Since then, Senator Simon Stiell has stated publicly that if the tax is creating a problem for the hoteliers then there is a strong possibility that the government would not proceed with it.

However, the dilemma for the Mitchell administration is that it would have to look at other revenue earning measures in order to make back what is is giving up to hoteliers.

The government would have to demonstrate in a practical manner to the IMF in order to get funding for many of its projects that it is effectively implementing the things that are promised in the Letter of Intent.
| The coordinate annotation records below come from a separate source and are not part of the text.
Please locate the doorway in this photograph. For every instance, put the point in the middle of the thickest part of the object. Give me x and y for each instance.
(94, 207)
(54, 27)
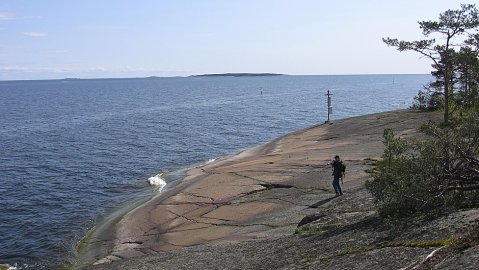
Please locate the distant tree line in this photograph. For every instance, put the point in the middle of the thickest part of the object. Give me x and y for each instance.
(441, 172)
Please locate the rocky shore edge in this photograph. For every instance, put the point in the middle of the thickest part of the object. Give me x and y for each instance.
(273, 207)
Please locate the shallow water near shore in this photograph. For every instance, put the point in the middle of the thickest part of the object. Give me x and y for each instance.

This head tax on stay-over visitors at our hotels is a very sensitive issue because on one hand the government might be inclined to bow to the demands of hoteliers but keep insisting on the British government to rethink the controversial Air Passenger Duty (APD) on passengers flying out of British airports.

Why would the British take us seriously when we are thinking of imposing a stay-over tax for air passengers but want them to do away with theirs which the British government sees more along the lines of a revenue earning measure for the government in London?

As the country prepares to end 2013 and move into a new year, it is the view of THE NEW TODAY that the biggest issue for the government in 2014 and the foreseeable future remains the huge monthly payroll for civil servants.

The policy of attrition as announced in the Budget would not make any serious impact on significantly lowering the wage bill.

The government in nearby Barbados is faced with a similar situation and was forced to eat its own words that civil servants will not be sent home by announcing last week that 3, 000 employees in both the civil service and statutory bodies would be out of their jobs between January and March.

Several economists in Barbados are predicting that much more of the 16, 000 plus civil servants on the payroll in Barbados would have to be sent home by the Frundel Stuart administration in order to create the right balance between the level of revenue and expenditure and to arrest the serious financial situation facing the government there.

Credit must be given to our own local boy, Dr. Brian Francis, now a senior lecturer in Economics at the Cave Hill Campus of the University of the West Indies in Barbados who had correctly predicted that Barbados would have to move along the road of massive retrenchment in order to try and arrest the precarious situation facing the government in Bridgetown.

THE NEW TODAY subscribes to the views expressed by Dr. Francis that a similar fate awaits Grenada and the Mitchell government in the not too distance future.

2014 would certainly prove who is right – Dr. Francis or the Keith Mitchell/Timothy Antoine combination in the Ministry of Finance.